Nomad Cluster for Tensorflow Distributed Model Training IN-A-BOX.

A simple framework to deploy clusters for training of TensorFlow deep learning AI models.

  • Terraform for deployment of cluster nodes on AWS (GCP, Azure, and On-Site pending)

  • HashiCorp Nomad scheduler ensures fast and secure execution of TensorFlow code.

  • HashiCorp Consul maintains cluster state and key/value store for cluster.
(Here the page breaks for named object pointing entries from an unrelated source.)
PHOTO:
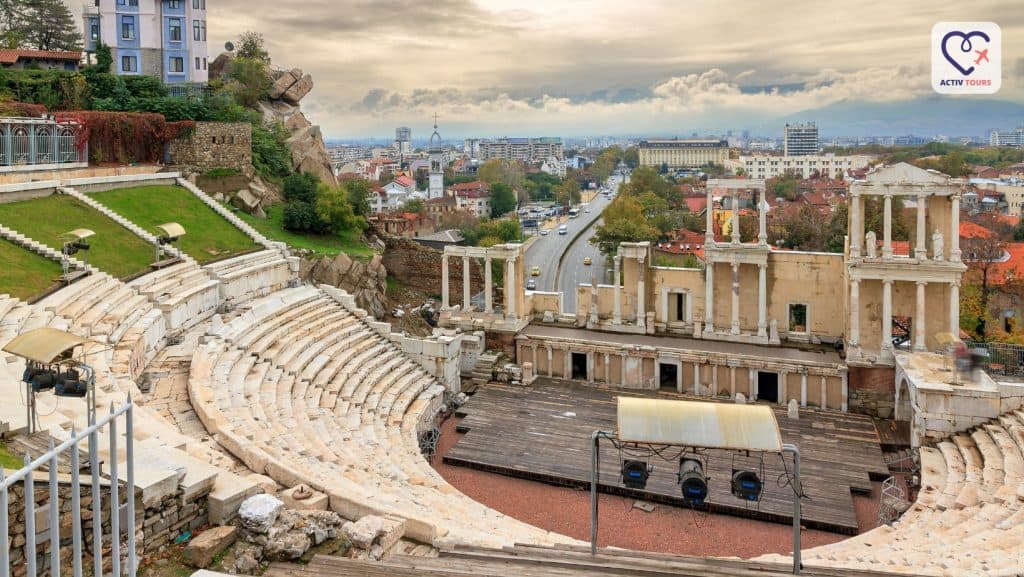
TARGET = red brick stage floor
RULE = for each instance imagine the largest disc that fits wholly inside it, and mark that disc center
(539, 410)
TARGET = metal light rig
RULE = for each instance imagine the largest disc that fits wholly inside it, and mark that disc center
(50, 365)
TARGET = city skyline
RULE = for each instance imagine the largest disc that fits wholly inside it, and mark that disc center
(529, 68)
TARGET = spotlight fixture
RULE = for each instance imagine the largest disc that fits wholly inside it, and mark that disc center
(692, 481)
(747, 485)
(635, 474)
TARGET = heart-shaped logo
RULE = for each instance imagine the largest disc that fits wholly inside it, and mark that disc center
(966, 46)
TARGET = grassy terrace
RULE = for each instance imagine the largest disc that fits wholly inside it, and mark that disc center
(208, 236)
(329, 245)
(115, 249)
(25, 274)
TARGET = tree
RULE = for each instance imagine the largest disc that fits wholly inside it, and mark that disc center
(48, 25)
(624, 221)
(502, 199)
(252, 46)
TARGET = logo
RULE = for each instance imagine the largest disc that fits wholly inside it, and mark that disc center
(966, 57)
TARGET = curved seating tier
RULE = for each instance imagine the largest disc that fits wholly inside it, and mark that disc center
(969, 517)
(301, 389)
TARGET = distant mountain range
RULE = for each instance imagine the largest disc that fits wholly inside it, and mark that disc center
(924, 117)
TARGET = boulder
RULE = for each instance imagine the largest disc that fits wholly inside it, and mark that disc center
(259, 512)
(208, 544)
(298, 90)
(283, 83)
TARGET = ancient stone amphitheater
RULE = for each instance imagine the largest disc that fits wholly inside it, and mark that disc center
(300, 385)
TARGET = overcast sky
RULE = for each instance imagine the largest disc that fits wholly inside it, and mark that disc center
(602, 67)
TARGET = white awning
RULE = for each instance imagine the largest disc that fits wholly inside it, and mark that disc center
(691, 423)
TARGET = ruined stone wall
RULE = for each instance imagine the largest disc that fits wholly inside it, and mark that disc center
(872, 392)
(215, 145)
(157, 526)
(419, 268)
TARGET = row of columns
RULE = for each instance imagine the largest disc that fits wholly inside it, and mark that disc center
(921, 250)
(698, 385)
(510, 285)
(920, 328)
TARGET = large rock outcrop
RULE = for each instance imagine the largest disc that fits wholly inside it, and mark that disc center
(366, 281)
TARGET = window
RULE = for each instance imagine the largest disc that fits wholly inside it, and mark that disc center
(798, 318)
(128, 28)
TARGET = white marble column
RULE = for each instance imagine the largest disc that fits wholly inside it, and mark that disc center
(616, 318)
(854, 313)
(710, 297)
(846, 392)
(735, 299)
(762, 220)
(954, 308)
(887, 315)
(954, 252)
(856, 236)
(465, 284)
(887, 233)
(710, 219)
(762, 300)
(919, 319)
(512, 289)
(921, 251)
(444, 281)
(487, 286)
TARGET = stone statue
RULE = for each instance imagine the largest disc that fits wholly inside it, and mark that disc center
(937, 245)
(870, 245)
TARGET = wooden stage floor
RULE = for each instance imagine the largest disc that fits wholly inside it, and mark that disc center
(543, 433)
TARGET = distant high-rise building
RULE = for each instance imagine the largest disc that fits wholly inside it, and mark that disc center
(1008, 138)
(151, 37)
(801, 139)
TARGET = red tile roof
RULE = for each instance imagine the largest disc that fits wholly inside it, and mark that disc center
(11, 56)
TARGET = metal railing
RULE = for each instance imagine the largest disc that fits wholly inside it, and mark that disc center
(1004, 358)
(49, 460)
(40, 140)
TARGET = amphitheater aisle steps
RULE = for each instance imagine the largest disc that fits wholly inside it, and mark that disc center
(305, 411)
(969, 518)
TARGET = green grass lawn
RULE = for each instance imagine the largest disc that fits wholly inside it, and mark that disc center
(115, 249)
(272, 228)
(25, 274)
(208, 235)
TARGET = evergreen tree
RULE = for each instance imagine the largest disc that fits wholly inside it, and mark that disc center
(48, 25)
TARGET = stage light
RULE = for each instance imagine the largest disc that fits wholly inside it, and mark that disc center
(692, 481)
(747, 485)
(635, 474)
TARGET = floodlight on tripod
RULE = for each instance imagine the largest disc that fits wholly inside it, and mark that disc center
(692, 481)
(635, 474)
(168, 234)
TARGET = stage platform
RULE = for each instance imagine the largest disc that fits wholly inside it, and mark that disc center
(543, 433)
  • Nomad is lighter, faster, and easier than Kubernetes for distributed model training.

Architecture

  • TensorFlow Chief Node ("Worker 0")
  • Workers Nodes
  • Parameter Server Node
  • Evaluator Node
  • Consul as KV store

How to Use

  • Set your cloud provider authentication environment variables

  • Set variables in variables.tf, and execute terraform init & terraform apply

  • Cluster will immediately start training model, as per Git-commited Tensorflow code.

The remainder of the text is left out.